Member of the Wyoming House of Representatives from the 10th district
- In office 1993 – 2011
- Preceded by: Constituency established
- Succeeded by: John Eklund Jr.

Personal details
- Born: July 9, 1931 (age 95) Kimball, Nebraska, U.S.
- Party: Republican
- Spouse: Dorothy (Dot) Peterson Anderson 1954-1996, Bonnie Elliott Peterson Anderson 1996- present
- Children: Debbie Peterson Anderson (step), Jerri Anderson Cornils, Jim Anderson, and Linda Anderson Teeters.
- Profession: Politician, farmer/rancher

= Rodney Anderson (Wyoming politician) =

American politician (born 1931)

Rodney "Pete" Anderson (born July 9, 1931) is an American politician. He served as a Republican member of the Wyoming House of Representatives, representing the 10th district.

==Biography==
Anderson was born in Kimball, Nebraska. He attended Bethel College from 1949 to 1950, John Brown University from 1950 to 1951, and the University of Wyoming from 1951 to 1953. He worked as a farmer/rancher, and served in the 82nd Airborne Division from 1953 to 1955.
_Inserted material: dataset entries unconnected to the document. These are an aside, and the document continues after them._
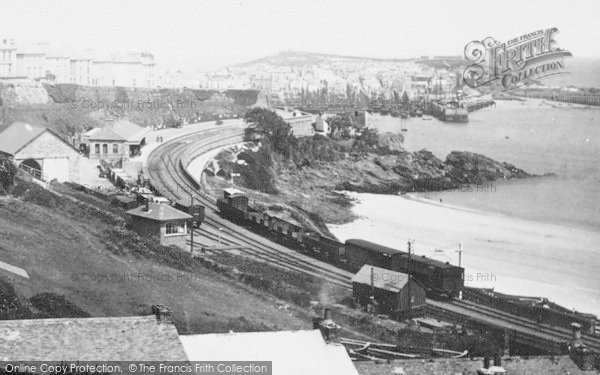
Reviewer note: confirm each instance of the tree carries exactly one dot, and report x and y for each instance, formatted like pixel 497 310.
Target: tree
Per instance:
pixel 270 126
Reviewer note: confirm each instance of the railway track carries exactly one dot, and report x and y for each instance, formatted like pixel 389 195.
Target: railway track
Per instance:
pixel 167 167
pixel 172 181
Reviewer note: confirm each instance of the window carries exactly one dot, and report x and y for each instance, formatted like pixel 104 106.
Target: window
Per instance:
pixel 175 228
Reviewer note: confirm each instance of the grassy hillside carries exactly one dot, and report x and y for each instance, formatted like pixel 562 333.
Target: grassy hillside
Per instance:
pixel 85 257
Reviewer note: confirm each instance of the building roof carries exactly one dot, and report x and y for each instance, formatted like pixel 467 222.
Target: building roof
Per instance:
pixel 104 134
pixel 17 136
pixel 380 249
pixel 121 130
pixel 534 365
pixel 232 192
pixel 91 339
pixel 159 212
pixel 126 129
pixel 382 278
pixel 14 138
pixel 292 352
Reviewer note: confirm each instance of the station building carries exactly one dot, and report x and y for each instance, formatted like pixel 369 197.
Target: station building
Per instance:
pixel 41 152
pixel 160 220
pixel 385 291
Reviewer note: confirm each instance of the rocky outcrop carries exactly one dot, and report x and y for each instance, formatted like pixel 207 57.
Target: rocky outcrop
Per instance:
pixel 471 168
pixel 313 187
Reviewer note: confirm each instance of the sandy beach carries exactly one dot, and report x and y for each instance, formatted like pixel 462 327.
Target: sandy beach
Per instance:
pixel 509 254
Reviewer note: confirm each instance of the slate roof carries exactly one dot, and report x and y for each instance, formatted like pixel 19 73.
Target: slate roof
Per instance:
pixel 17 136
pixel 90 339
pixel 159 212
pixel 105 134
pixel 292 352
pixel 382 278
pixel 376 248
pixel 121 130
pixel 20 134
pixel 127 129
pixel 535 365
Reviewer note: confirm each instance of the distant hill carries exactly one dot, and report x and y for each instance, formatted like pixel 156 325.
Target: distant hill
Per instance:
pixel 301 58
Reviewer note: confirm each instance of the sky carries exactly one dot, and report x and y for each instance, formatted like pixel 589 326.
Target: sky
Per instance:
pixel 192 35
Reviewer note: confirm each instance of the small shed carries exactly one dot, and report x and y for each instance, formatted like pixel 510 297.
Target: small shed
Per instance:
pixel 124 202
pixel 387 291
pixel 162 221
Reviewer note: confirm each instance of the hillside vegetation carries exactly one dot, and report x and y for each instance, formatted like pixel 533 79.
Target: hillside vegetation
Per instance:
pixel 308 173
pixel 71 109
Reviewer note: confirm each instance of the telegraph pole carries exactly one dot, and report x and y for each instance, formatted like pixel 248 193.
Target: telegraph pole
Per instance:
pixel 192 224
pixel 410 242
pixel 459 251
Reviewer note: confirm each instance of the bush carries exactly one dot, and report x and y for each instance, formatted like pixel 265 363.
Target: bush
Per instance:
pixel 8 171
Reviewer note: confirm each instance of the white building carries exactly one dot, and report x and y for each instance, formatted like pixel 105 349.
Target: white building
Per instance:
pixel 8 58
pixel 81 70
pixel 31 62
pixel 127 70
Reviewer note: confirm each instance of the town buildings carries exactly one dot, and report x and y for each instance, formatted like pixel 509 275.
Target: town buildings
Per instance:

Anderson was the President of Anderson Livestock from 1965 to 1996, and President of D.R.W. Incorporated from 1970 to 2004. He was a member of the Wyoming House of Representatives from 1993 to 2010. He served as Majority Whip in the State House from 2001 to 2002. He served as Chairman of the Revenue Committee and Select Water Committee.

Anderson and his wife reside in Pine Bluffs, Wyoming.